Unir science, technologie et marché pour bâtir l’audit de demain
Au cœur de cette mutation, l’audit interne est appelé à se réinventer.
Et la ministre d'appuyer son analyse par des chiffres qui montrent que les impacts sur les métiers de l’audit sont déjà perceptibles : Selon des données de 2024, 41% des équipes de contrôle interne prévoient d’intégrer l’IA dans leurs pratiques, tandis que certaines fonctions traditionnelles pourraient connaître une baisse de 13%. C'est pour cela que Mme El Fallah Seghrouchni a tenu à souligner la nécessité de requalifier les compétences, en orientant les auditeurs vers des rôles d’analyse, de supervision et d’interprétation stratégique.
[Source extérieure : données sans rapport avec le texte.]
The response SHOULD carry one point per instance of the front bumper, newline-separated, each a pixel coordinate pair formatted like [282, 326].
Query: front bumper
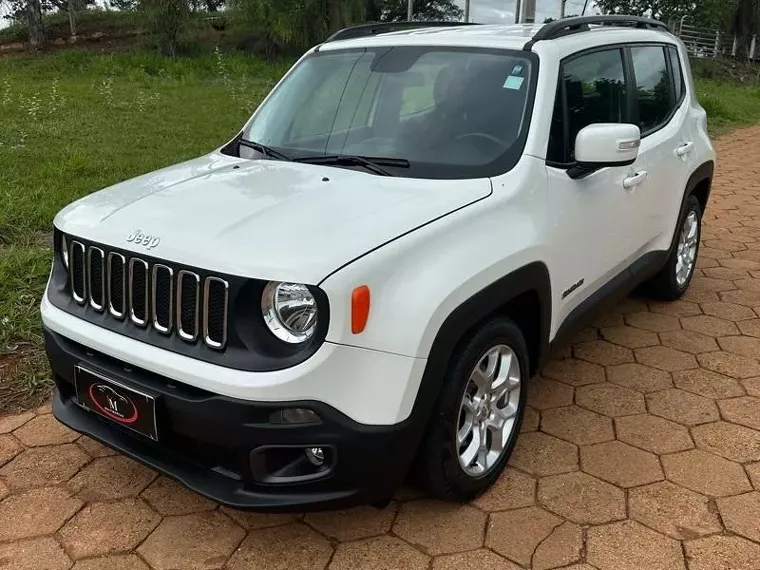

Une gouvernance augmentée, connectée et solidaire
Pour M. Manchoud donc, l'IA constitue une nouvelle puissance appelée à transformer en profondeur les méthodes, réflexes et responsabilités de l'audit interne public. Il a, dans ce sens, appelé à une gouvernance de l'IA «efficace et juste», fondée sur la coopération internationale.
Présente également au symposium, Anke D’Angelo, vice-présidente et auditrice générale de la Banque mondiale, a mis en avant la relation de confiance historique entre la BM et l'IGF marocaine, entamée en 1984. Cette confiance, a-t-elle soutenu, repose sur la qualité constante du travail de l'IGF, son intégrité et son esprit de coopération, des valeurs jugées fondamentales pour la fiabilité des systèmes de gouvernance financière. La responsable a insisté sur la nécessité de dépasser les clivages entre risques perçus et opportunités réelles de l’IA. Si les craintes liées à la protection de la vie privée et à la dépendance technologique sont légitimes, l’IA offre une chance inédite de renforcer la précision, l’efficacité et l’impact de l’audit interne. La Banque mondiale, a-t-elle précisé, travaille avec l’IGF sur un cadre stratégique d’intégration de l’IA, fondé sur l’investissement technologique, la réforme des cadres juridiques et la formation. Elle a également évoqué l’initiative Assurance for Development (A4DI), lancée en 2023, qui fédère les fonctions d’audit à l’échelle internationale autour des grands enjeux du développement durable et de la transformation numérique.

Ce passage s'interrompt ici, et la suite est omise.